The Hooghly exposes Calcutta in cross-section like the rings of a sawn-off log. Scarcely a mile above the city centre it proceeds past palm trees which only half conceal temples and the steadily decaying palaces of old zamindars and Nabobs, together with the worst slums in creation. There are crocodiles here, just as there are leopards around Dum Dum and the other boundaries of the city, and while both sometimes snatch a human being, the
crocodiles
at least are occasionally caught and put on stuffed display in some ambitious motor-showroom along Chowringhee. Then, quite suddenly, there is all the activity of a great cosmopolitan port. On the right is Howrah, which in 1848 was called the Wapping of Calcutta and which does big business in the way of
docking and shipbuilding, where oxy-acetylene flashes burst out of deep and cavernous shadows. On the left is Calcutta proper, and close to the river are high buildings in which most of this tremendous commerce is manipulated. They appear much
smaller
than they really are, though, for the sky here is full of the Howrah Bridge; and there never was a bridge which dominated a landscape as much and in so ungainly a fashion as this one.
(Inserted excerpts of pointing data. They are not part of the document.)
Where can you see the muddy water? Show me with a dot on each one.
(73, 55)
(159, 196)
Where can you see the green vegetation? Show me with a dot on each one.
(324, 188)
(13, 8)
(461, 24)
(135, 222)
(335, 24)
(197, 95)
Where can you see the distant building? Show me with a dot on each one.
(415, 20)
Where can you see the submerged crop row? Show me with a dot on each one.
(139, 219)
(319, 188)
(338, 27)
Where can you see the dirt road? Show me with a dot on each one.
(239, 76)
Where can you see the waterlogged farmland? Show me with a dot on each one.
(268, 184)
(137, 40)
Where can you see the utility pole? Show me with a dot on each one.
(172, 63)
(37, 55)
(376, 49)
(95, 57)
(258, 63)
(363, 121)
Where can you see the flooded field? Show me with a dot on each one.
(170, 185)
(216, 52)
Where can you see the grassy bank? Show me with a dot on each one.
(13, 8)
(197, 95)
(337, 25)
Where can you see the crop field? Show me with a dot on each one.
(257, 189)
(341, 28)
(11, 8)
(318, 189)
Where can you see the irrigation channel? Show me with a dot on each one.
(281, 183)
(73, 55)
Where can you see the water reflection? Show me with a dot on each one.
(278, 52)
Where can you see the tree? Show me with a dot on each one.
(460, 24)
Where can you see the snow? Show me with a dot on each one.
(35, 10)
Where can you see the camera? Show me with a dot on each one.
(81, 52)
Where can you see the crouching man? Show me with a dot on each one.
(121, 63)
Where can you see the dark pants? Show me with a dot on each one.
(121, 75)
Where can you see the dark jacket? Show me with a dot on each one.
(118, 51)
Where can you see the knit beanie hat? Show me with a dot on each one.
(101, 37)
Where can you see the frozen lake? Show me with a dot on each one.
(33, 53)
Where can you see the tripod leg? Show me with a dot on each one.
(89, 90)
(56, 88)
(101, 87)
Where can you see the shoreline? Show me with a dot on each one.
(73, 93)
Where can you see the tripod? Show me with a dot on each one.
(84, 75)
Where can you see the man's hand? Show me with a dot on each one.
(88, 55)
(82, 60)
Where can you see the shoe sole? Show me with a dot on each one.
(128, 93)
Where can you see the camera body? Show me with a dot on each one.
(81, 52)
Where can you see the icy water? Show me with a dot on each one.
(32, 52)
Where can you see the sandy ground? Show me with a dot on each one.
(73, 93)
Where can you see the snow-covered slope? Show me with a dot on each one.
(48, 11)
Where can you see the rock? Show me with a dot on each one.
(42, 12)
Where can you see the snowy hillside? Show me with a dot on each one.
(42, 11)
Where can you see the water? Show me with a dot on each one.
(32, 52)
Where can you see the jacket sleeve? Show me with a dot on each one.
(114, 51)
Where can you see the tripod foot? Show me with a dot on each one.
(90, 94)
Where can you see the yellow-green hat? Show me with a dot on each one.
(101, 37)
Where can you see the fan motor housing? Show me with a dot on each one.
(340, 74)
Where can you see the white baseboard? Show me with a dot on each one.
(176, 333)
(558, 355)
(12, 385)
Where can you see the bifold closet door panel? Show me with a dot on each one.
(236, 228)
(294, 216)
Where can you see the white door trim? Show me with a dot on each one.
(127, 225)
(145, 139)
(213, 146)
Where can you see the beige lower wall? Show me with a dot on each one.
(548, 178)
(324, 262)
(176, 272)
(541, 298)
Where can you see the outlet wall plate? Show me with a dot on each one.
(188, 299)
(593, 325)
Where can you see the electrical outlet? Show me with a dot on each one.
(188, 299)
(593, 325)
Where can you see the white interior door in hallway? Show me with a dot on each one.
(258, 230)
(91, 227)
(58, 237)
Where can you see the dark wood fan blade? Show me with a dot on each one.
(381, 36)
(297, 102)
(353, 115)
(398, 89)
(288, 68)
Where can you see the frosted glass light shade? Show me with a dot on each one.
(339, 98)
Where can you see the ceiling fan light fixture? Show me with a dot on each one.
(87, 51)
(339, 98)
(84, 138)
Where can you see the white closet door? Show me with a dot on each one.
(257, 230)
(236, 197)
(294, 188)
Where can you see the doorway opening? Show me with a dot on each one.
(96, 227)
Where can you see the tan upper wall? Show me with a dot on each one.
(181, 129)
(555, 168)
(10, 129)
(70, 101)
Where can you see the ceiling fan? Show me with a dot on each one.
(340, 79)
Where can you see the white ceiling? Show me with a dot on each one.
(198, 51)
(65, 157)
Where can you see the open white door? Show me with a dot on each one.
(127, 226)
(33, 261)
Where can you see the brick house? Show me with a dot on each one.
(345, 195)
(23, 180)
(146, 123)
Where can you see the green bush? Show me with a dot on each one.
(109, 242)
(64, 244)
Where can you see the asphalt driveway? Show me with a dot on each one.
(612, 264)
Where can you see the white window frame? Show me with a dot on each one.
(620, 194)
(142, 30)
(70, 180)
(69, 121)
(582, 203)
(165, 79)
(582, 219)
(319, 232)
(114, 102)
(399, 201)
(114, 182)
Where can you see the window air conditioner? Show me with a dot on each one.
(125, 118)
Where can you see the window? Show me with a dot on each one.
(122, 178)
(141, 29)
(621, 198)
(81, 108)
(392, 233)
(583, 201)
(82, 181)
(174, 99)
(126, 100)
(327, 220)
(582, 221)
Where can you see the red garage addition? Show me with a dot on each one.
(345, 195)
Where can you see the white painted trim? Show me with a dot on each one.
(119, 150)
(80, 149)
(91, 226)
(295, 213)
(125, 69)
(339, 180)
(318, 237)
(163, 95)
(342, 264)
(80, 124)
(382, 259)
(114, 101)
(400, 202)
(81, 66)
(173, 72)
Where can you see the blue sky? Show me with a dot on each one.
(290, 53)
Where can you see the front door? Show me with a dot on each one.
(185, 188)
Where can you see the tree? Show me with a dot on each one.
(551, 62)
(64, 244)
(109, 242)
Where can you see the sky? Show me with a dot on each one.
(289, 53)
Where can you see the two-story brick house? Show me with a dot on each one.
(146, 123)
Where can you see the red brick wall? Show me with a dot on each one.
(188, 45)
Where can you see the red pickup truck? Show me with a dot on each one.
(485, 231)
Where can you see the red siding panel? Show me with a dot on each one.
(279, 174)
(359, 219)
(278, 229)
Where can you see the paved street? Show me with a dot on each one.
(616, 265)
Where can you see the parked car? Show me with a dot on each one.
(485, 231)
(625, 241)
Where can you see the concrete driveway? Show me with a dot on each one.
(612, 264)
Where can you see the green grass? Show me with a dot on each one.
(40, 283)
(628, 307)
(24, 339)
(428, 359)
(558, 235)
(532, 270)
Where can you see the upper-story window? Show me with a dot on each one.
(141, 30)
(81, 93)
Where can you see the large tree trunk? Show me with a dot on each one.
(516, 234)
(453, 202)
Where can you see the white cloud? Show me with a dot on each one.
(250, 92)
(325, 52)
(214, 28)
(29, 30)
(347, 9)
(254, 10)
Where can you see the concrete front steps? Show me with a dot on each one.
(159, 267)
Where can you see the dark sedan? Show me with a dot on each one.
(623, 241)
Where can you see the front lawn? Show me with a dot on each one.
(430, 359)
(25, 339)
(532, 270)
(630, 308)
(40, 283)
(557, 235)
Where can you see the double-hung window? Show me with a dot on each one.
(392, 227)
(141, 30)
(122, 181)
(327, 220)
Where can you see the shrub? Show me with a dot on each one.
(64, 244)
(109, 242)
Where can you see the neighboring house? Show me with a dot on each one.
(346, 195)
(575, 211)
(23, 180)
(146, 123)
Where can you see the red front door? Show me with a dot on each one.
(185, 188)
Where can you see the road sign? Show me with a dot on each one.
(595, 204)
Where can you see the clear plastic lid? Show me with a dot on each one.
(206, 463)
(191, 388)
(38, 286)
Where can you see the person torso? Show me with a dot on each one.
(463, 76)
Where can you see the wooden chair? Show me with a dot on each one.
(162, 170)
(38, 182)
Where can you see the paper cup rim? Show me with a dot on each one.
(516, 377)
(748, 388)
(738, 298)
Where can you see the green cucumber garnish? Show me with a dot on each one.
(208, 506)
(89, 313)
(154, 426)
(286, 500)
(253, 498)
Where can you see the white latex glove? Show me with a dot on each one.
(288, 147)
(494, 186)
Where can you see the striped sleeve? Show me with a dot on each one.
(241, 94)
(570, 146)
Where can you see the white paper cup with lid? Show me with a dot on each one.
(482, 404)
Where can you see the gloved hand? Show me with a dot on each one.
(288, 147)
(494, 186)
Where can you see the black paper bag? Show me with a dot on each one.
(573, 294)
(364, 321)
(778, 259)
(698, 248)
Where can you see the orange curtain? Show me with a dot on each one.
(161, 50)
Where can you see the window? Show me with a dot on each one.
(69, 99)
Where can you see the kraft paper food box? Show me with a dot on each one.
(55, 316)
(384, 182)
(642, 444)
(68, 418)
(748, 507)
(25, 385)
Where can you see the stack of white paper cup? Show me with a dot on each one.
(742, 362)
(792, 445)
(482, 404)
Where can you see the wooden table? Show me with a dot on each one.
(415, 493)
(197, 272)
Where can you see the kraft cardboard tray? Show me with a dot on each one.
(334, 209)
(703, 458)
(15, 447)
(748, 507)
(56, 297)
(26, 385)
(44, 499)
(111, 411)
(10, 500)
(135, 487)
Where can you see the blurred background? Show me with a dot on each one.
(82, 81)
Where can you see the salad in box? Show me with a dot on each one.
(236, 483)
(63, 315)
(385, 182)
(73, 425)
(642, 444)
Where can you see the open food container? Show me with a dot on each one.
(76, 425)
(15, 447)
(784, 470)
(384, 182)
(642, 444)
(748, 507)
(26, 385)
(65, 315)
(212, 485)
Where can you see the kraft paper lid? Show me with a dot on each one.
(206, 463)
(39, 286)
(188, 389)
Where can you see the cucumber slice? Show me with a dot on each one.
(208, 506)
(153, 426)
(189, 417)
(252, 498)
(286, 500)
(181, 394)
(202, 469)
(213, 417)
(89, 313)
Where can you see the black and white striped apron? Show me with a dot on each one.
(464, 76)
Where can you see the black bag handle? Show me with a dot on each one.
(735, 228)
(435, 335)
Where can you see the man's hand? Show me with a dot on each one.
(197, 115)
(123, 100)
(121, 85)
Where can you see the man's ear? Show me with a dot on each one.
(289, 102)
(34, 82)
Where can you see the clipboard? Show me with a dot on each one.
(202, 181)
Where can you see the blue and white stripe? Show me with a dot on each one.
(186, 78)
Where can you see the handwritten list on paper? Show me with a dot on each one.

From any distance it looks as though it was trying to crush the life out of everything beneath, for it is a graceless thing, a great fretworked grid of steel built only to bear footpaths and roads and tramtracks and certainly not to beautify a skyline. There are many bridges in the world constructed upon similar principles and they usually seem to leap across an intervening space with a spring of their own; even Sydney’s metal coathanger manages a pleasing arch across the harbour. But here, it is as if the Howrah Bridge had merely been clamped down over the city, or dropped across the river, and it looks every ounce of its 27,000 tons.